Tous les historiens du temps représentent cet empereur comme un Sardanapale, un Thersite et un Copronime. Ils l’accusent d’avoir souillé les fonts baptismaux et l’autel sur lequel il fut couronné, étant enfant, présage de l’impureté de sa vie et de l’ignominie de son règne. « On peut dire de lui ce que Salluste dit de beaucoup de gens, qu’ils sont adonnés à leur ventre et au sommeil ; dont le corps est esclave de la volupté, à qui l’âme est à charge et dont on ne peut pas plus estimer la vie que la mort[1]. » On prétend qu’un de ses cuisiniers lui ayant refusé à manger, sans doute par ordre du médecin, il le fit embrocher et rôtir ; qu’il aimait passionnément son chien, parce qu’il mordait tout le monde ; qu’il avait toujours un bourreau à ses côtés et qu’il l’appelait son compère, ayant tenu son enfant sur les fonts du baptême.
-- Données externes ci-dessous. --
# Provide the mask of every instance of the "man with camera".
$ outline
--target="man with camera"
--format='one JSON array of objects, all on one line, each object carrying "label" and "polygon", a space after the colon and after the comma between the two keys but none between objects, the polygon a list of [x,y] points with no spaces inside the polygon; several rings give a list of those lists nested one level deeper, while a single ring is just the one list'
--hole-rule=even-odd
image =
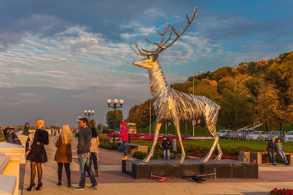
[{"label": "man with camera", "polygon": [[6,139],[6,142],[11,144],[14,143],[14,139],[18,138],[18,137],[13,131],[14,128],[13,128],[11,126],[7,127],[3,130],[4,136]]}]

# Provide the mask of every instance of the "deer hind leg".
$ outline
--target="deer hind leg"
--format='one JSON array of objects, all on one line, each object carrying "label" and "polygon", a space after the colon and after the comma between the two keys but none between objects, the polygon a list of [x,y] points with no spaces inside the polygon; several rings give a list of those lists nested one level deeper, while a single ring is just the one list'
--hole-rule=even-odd
[{"label": "deer hind leg", "polygon": [[161,125],[162,125],[161,123],[159,122],[157,120],[156,120],[156,130],[155,131],[155,134],[154,135],[154,141],[153,142],[153,145],[151,146],[151,148],[149,152],[149,154],[146,156],[146,157],[144,158],[142,162],[149,162],[149,159],[153,156],[153,153],[154,153],[154,151],[155,149],[155,146],[156,145],[156,144],[157,143],[157,141],[158,140],[158,137],[159,136],[159,132],[160,131],[160,128],[161,127]]},{"label": "deer hind leg", "polygon": [[[207,116],[204,114],[203,117],[204,118],[202,119],[201,121],[201,126],[207,132],[213,136],[214,139],[214,140],[210,150],[207,156],[201,161],[201,162],[203,163],[206,162],[210,158],[213,154],[216,146],[217,147],[218,153],[215,160],[219,160],[221,159],[223,154],[219,143],[219,137],[217,134],[216,129],[216,123],[218,117],[218,113],[217,112],[215,113],[214,112],[211,112],[208,113],[207,115]],[[203,127],[202,125],[204,123],[205,125],[204,125]]]}]

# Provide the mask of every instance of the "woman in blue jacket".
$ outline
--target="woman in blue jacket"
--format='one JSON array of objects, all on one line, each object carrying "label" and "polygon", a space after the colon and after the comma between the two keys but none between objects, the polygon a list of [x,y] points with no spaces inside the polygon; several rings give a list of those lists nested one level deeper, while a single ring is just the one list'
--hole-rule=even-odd
[{"label": "woman in blue jacket", "polygon": [[277,144],[276,145],[276,152],[282,159],[283,162],[286,165],[289,165],[290,163],[288,162],[286,158],[286,155],[283,149],[282,143],[281,143],[281,139],[278,138],[277,139]]}]

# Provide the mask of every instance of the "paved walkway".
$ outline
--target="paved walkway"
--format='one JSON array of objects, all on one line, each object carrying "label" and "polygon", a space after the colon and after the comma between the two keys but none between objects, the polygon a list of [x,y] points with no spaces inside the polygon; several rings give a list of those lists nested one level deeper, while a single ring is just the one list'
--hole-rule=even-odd
[{"label": "paved walkway", "polygon": [[[156,179],[135,180],[122,173],[121,160],[123,153],[100,149],[98,162],[99,177],[96,177],[99,187],[90,189],[89,177],[86,180],[86,189],[73,189],[78,184],[80,177],[78,160],[76,153],[77,139],[72,146],[73,162],[70,164],[71,187],[67,187],[67,180],[63,168],[62,179],[63,185],[56,185],[58,181],[57,163],[53,159],[56,151],[54,144],[57,137],[49,136],[50,144],[45,147],[48,161],[42,165],[43,176],[42,191],[28,191],[30,178],[29,161],[20,168],[20,189],[22,194],[67,195],[73,194],[245,194],[264,195],[275,188],[278,189],[292,188],[293,166],[278,164],[259,165],[258,179],[206,179],[202,183],[195,182],[191,179],[169,179],[163,182]],[[130,158],[131,159],[131,158]],[[175,160],[173,160],[175,161]],[[172,161],[172,160],[171,160]],[[93,165],[92,169],[94,170]],[[35,182],[38,182],[36,176]]]}]

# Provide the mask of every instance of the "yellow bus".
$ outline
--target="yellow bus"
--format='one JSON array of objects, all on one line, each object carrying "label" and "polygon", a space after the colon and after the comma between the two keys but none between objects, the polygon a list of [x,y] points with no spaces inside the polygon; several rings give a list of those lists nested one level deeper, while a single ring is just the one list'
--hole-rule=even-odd
[{"label": "yellow bus", "polygon": [[136,133],[136,124],[128,122],[126,125],[126,129],[130,133]]}]

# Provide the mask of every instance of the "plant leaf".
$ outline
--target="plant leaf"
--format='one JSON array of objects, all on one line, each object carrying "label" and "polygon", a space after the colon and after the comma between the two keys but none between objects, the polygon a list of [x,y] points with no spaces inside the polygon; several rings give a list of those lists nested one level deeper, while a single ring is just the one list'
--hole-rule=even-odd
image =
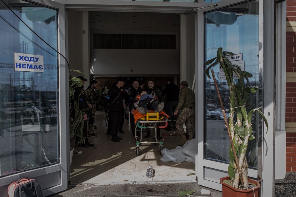
[{"label": "plant leaf", "polygon": [[239,127],[235,125],[234,125],[233,126],[234,128],[234,132],[235,133],[237,134],[241,138],[244,138],[244,127]]},{"label": "plant leaf", "polygon": [[214,57],[213,59],[211,59],[210,60],[208,60],[208,61],[205,62],[205,65],[206,66],[207,65],[208,65],[209,64],[210,64],[212,62],[213,62],[213,61],[215,60],[215,59],[217,59],[217,57]]},{"label": "plant leaf", "polygon": [[80,73],[81,74],[82,74],[82,75],[83,75],[83,76],[84,76],[85,77],[85,75],[84,75],[84,74],[83,74],[83,72],[82,72],[82,71],[81,71],[81,70],[70,70],[70,71],[69,71],[69,72],[70,72],[71,71],[74,71],[74,72],[76,72],[78,73]]},{"label": "plant leaf", "polygon": [[210,66],[209,66],[209,67],[208,67],[207,68],[207,69],[205,70],[206,75],[207,77],[209,77],[209,79],[211,78],[211,76],[210,75],[210,74],[209,74],[209,72],[210,71],[210,70],[211,69],[211,68],[212,67],[214,67],[214,66],[215,66],[216,64],[217,64],[218,63],[219,63],[219,61],[217,61],[216,62],[214,62],[214,63],[213,63],[211,64]]},{"label": "plant leaf", "polygon": [[255,140],[256,138],[255,136],[253,135],[251,135],[251,136],[250,136],[250,138],[249,138],[249,140]]},{"label": "plant leaf", "polygon": [[189,196],[195,192],[195,190],[187,190],[186,191],[179,191],[178,192],[178,196]]},{"label": "plant leaf", "polygon": [[229,51],[223,51],[223,52],[224,52],[227,54],[231,55],[233,55],[233,53],[232,52],[230,52]]},{"label": "plant leaf", "polygon": [[228,165],[228,169],[227,170],[228,172],[228,175],[231,179],[234,178],[235,176],[235,170],[234,169],[234,165],[233,162],[230,162]]}]

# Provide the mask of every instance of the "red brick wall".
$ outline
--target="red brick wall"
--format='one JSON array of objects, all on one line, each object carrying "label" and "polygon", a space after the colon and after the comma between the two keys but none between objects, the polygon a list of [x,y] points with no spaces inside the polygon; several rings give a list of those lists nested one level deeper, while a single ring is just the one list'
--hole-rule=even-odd
[{"label": "red brick wall", "polygon": [[286,172],[296,172],[296,1],[287,1]]}]

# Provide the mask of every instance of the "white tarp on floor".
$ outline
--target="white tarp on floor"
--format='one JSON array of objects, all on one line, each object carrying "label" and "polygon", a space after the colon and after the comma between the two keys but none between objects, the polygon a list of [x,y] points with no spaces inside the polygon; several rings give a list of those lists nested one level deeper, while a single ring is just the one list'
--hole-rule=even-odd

Il fit jeter dans la rivière un docteur en théologie, pour avoir dit qu’il n’y a de vrai roi que celui qui règne bien.

Cette belle parole de Jean de Népomuck (car c’est de lui certainement qu’il s’agit ici), et plusieurs autres aperçus de son caractère, m’ont fait croire que, s’il eût vécu jusqu’à l’époque de la prédication et du procès de Jean Huss, il eût embrassé sa doctrine et partagé son sort. Sa canonisation n’eut lieu qu’au dix-septième siècle, et ce fut sans doute pour l’université du Prague une de ces politesses que l’Église adresse de temps en temps à certains ordres ou à certains corps pour leur faire sa cour. On sait comment fut débattue et octroyée la canonisation de saint François d’Assises, le grand hérétique du joannisme et le véritable auteur de toutes les sectes qui se rattachent au

  1. Cochlée.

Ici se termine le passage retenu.